Caldwell pointed a camera at suspicious sheep’s pens so she could monitor them from home and alert Terps when it was time to spring to action.
“(Students) very well may get a text that says, ‘Your ewe didn’t eat grain.’ And that’s a sign that ... she’s either feeling sick or she’s going to have a baby—or three,” she says. “So then they come and help me with the newborn processing.”
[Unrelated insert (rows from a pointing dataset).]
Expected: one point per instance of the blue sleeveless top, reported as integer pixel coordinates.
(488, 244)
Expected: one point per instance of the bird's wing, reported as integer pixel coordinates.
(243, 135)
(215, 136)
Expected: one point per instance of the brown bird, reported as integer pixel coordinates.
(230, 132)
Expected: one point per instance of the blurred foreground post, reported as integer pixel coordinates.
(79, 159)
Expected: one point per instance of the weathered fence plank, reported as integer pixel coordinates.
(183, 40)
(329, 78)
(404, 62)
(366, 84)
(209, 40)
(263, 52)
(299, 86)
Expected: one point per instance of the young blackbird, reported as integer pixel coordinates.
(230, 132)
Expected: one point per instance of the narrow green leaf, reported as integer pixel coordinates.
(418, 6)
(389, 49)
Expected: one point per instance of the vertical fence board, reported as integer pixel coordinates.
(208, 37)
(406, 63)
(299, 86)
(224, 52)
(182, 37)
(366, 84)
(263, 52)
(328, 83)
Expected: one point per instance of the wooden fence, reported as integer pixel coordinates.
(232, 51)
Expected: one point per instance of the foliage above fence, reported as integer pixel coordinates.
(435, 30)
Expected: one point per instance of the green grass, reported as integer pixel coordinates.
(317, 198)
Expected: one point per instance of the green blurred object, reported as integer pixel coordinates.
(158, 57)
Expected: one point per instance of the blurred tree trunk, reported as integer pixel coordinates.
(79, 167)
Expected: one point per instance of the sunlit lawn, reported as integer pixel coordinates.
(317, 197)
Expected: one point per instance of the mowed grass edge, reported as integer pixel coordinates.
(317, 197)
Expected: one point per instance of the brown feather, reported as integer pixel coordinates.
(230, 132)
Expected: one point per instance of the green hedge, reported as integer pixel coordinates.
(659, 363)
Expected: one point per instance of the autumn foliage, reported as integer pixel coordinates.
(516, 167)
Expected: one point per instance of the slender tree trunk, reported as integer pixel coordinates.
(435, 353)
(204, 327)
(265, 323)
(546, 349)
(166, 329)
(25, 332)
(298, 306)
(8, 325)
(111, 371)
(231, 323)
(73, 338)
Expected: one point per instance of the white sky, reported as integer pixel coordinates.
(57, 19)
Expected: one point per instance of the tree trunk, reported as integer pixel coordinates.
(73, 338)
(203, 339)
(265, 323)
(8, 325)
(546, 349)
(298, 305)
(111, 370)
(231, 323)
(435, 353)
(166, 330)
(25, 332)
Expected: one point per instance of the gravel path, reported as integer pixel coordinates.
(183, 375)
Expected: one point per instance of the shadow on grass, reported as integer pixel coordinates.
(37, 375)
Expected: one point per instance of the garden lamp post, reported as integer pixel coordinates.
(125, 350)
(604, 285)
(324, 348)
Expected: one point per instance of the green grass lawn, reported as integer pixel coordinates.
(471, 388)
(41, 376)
That involved drying and weighing the lambs, dipping their umbilical cords and feet in iodine, keeping them warm, making sure they were suckling and, of course, naming the newborns. (Favorite past monikers include the Hogwarts-inspired Harry, Ron and Hermione, and triplets named Snap, Crackle and Pop.)
Students then spent the rest of the semester attending sheep management labs and performing physical exams, documenting their experiences in journals.
“It’s one thing to sit in a classroom and read about how things should be done, but it’s quite another thing to have to go try it,” Balcom says. “It’s not always neat and tidy—nothing in life is.”